This research investigated the growing numbers of Australians who are carrying mortgage debt into retirement and paying off higher levels of debt relative to house values and income.
These trends have significant consequences for older Australians’ wellbeing and affect the ways in which older home owners manage their wealth portfolios and labour market transitions. Mortgage indebtedness later in life also presents significant ramifications for retirement incomes policy and housing assistance programs.

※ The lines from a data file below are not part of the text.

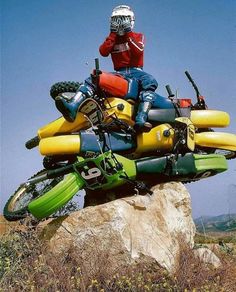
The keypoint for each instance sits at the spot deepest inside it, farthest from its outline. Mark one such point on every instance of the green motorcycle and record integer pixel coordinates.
(49, 190)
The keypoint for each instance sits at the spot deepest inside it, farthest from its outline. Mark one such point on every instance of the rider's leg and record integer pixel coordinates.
(69, 108)
(147, 96)
(146, 100)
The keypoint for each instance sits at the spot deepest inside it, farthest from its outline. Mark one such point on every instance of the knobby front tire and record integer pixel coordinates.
(16, 207)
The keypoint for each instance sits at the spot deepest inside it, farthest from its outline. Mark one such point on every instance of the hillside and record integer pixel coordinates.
(221, 223)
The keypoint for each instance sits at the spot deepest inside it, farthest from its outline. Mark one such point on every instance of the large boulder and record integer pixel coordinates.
(129, 229)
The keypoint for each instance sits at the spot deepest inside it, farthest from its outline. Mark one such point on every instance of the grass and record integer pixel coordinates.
(26, 264)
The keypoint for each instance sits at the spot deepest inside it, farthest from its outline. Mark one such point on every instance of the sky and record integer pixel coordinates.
(44, 42)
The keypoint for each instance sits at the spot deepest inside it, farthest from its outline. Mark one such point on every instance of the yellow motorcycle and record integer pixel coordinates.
(178, 127)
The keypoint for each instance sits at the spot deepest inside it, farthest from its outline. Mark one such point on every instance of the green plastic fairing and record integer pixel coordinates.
(56, 198)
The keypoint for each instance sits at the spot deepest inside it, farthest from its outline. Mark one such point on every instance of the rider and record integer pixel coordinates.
(126, 48)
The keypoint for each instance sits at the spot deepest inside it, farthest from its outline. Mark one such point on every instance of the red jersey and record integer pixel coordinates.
(126, 50)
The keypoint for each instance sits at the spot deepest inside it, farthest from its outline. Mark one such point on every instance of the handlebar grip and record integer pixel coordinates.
(97, 64)
(189, 76)
(32, 143)
(170, 93)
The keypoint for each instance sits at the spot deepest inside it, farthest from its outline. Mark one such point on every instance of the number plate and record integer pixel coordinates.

Over the period 1982–2013 the share of mortgagors increased in all age groups, however the steepest increases are amongst middle-aged Australians approaching retirement. Between 1996 and 2013 the proportion of the 55–64 cohort still paying off their mortgage climbed from under 20 per cent to 45 per cent.
Between 1987 and 2015, the growth in mortgage debt outstripped both house price and income growth among older mortgagors. In this period, mortgage debt increased by 600 per cent (from $27,000 to over $185,000) and house prices tripled, while income growth doubled.
When older mortgagors experience difficulty in meeting mortgage payments, wellbeing declines: the SF-36 (a short-form survey on health and wellbeing) mental health scores for older men are reduced by around 2 points and 3.7 points for women. These effects are comparable to those resulting from long-term health conditions; hence the rising trend in mortgage indebtedness in Australia will have negative impacts on the wellbeing of an increasing percentage of the population.
The policy implications are significant since the presence of repayment risk appears to prompt older mortgagors to draw down on their superannuation wealth to pay off mortgage debt rather than meet spending needs in retirement, leading to a growing pressure on the age pension system.